Three New Studies Examine Privacy and Research Applications of Large Language Models
Three recent arXiv preprints address different aspects of large language model deployment and research:
Privacy in Knowledge-Enhanced LLMs: A December 2024 paper (arXiv:2512.03100v1) examines privacy risks in Retrieval-Augmented Generation (RAG) and Supervised Finetuning (SFT) systems, specifically regarding membership inference attacks against knowledge-intensive LLMs. The authors propose an “Ensemble Privacy Defense” approach, according to the abstract.

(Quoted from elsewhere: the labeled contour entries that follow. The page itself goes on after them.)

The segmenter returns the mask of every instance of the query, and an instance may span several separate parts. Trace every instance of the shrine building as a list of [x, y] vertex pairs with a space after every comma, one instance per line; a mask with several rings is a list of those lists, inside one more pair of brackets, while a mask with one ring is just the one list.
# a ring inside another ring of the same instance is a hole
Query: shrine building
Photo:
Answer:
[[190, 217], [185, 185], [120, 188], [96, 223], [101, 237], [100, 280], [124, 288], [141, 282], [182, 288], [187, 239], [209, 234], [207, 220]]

LLMs for Econometric Research: Another study (arXiv:2412.07031v3, updated January 2025) presents “an econometric framework” for using LLMs in economic research. According to the abstract, the paper addresses how “LLMs enable researchers to analyze text at unprecedented scale and minimal cost,” allowing researchers to “revisit old questions and tackle novel ones with rich data.”
KV-Cache Privacy Risks: A January 2025 paper (arXiv:2508.09442v2) titled “Shadow in the Cache” investigates privacy vulnerabilities in the Key-Value (KV) cache mechanism used to accelerate LLM inference. The KV cache “stores intermediate attention computations (Key and Value pairs) to avoid redundant calculations,” according to the abstract, which describes it as “a fundamental mechanism for accelerating Large Language Model (LLM) inference.”
All three papers are cross-posted to the cs.AI category on arXiv.